Thinness and stunting at an early age increase the bodys vulnerability to degenerative diseases throughout the lifespan and can have long-term effects on toddlers' cognitive development and productivity. The direct cause of these problems in toddlers is inadequate intake of nutrients and exposure to infectious diseases. This situation is closely related to low familial education and income levels, poverty and a lack of nutritional knowledge or an inability to apply such knowledge in daily life1.
Although the prevalence of stunting in toddlers in Indonesia has decreased from 36.8% in 2007 to 35.6% in 20102, it remains a public health problem because it has exceeded the limit for stunting in toddlers (20%) established by the WHO3. The main problem is caused by low nutrient intake1,4. Several studies have reported that low protein intake is associated with stunting in children. Inadequate energy intake is also significantly associated with stunting in toddlers5,4. The basic determination of stunting as a health problem among toddlers is its prevalence, which is more than 5%. Stunting among toddlers is considered a serious public health problem when its prevalence is between 10.1-15% and it is considered a critical problem, its prevalence is above 15.0%3. On a national scale, the prevalence of stunting among toddlers is 13.6%, indicating that it is still a serious public health problem in Indonesia.
One action that has been taken to improve nutrition is providing supplementary food, such as modified cassava flour (mocaf) tempeh date biscuits. This biscuit was chosen because it contains high levels of protein in the form of soybeans (tempeh), glucose (date), vitamins A and C and Fe to increase appetite. The theoretical basis for supplementation with this biscuit was demonstrated in the first study of stunting in Depok in 2010 and by two studies of tuberculosis (TBC) toddler malnutrition in Depok and East Jakarta in 2012 after 4-6 weeks of intervention. Three studies reported increases in weight and height of 1.3 kg and 0.7 cm, 0.7 kg and 1.7 cm, 0.4 kg and 2.4 cm, respectively6-8.

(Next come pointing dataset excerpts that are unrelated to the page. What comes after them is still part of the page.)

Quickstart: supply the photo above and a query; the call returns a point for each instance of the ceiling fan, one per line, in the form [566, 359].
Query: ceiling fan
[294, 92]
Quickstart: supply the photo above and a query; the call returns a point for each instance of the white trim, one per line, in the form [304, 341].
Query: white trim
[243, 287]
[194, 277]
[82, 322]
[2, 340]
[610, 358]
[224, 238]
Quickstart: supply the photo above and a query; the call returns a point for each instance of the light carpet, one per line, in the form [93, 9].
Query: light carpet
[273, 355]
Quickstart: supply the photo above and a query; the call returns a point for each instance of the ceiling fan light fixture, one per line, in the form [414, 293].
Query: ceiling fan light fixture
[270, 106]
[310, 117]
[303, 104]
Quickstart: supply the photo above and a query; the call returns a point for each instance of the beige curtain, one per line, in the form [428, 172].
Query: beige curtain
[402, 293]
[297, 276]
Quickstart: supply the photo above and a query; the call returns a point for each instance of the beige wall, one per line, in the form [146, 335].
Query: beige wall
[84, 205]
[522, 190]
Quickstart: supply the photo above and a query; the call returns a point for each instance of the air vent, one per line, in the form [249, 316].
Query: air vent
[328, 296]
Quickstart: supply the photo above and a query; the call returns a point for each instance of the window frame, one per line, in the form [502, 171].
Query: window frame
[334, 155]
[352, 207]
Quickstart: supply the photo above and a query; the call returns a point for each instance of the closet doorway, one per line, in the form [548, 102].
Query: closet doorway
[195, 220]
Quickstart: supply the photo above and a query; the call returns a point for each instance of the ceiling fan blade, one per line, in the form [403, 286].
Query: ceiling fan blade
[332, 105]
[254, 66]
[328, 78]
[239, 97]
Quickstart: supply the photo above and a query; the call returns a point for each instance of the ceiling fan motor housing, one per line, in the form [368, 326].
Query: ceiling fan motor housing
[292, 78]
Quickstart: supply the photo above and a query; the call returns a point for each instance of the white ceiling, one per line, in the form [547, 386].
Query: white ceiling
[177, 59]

However, the actions taken to improve family nutrition in posyandu (integrated service posts) were only aimed at reducing stunting and malnutrition. Government and private organizations/NGOs rarely focus on shortness and stunting. Therefore, it is necessary to conduct a study of nutritional intervention for short and stunted toddlers from poor families to prevent children from being short. Although, change in toddlers height might not be related to changes in weight because the intervention only lasted 3 months, such efforts can atleast offer empirical evidence that such actions improved nutrition for short and stunted toddlers and encourage the government to more fully implement these actions at a later time. The research objective was to assess the effect of mocaf tempeh date biscuit consumption on the nutritional status of short and stunted toddlers. This study discovered that biscuits made from mocaf mixed with tempeh dates can be beneficial for wasted and stunted toddlers. This study will help researchers to investigate critical aspects of wasted and stunted toddlers that many researchers have not been able to explore thus leading to the development of new theories regarding the ingredients in this biscuit and other possible combinations.
MATERIALS AND METHODS
The study design was a quasi-experimental investigation of one group with a pre-test and a post-test using purposive sampling. Basic data collected included the socio-demographic characteristics of mothers (age, employment status, educational background) and toddlers (age, gender), the mothers knowledge regarding nutrition for short and stunted toddlers, mocaf and food consumption over the last 24 h, which was collected at the beginning and end of the study. Ethical clearance was obtained from the Research Ethics Committee of the Research and Development Center of Health, The Indonesian Ministry of Health. The study was conducted at two villages in Depok city that were selected because they have a high prevalence of short toddlers (17.9%) and a high prevalence of stunted toddlers (8.5%)9. The inclusion criteria for toddlers participating in the study were being between 12 and 57 months of age, being male or female, having a Z-score for weight/height less than -2 standard deviations (SD) below the criteria for stunted toddlers and a height/age less than -2 SD10 for short toddlers and not being part of a supplementary food program or recovery program for stunted toddlers.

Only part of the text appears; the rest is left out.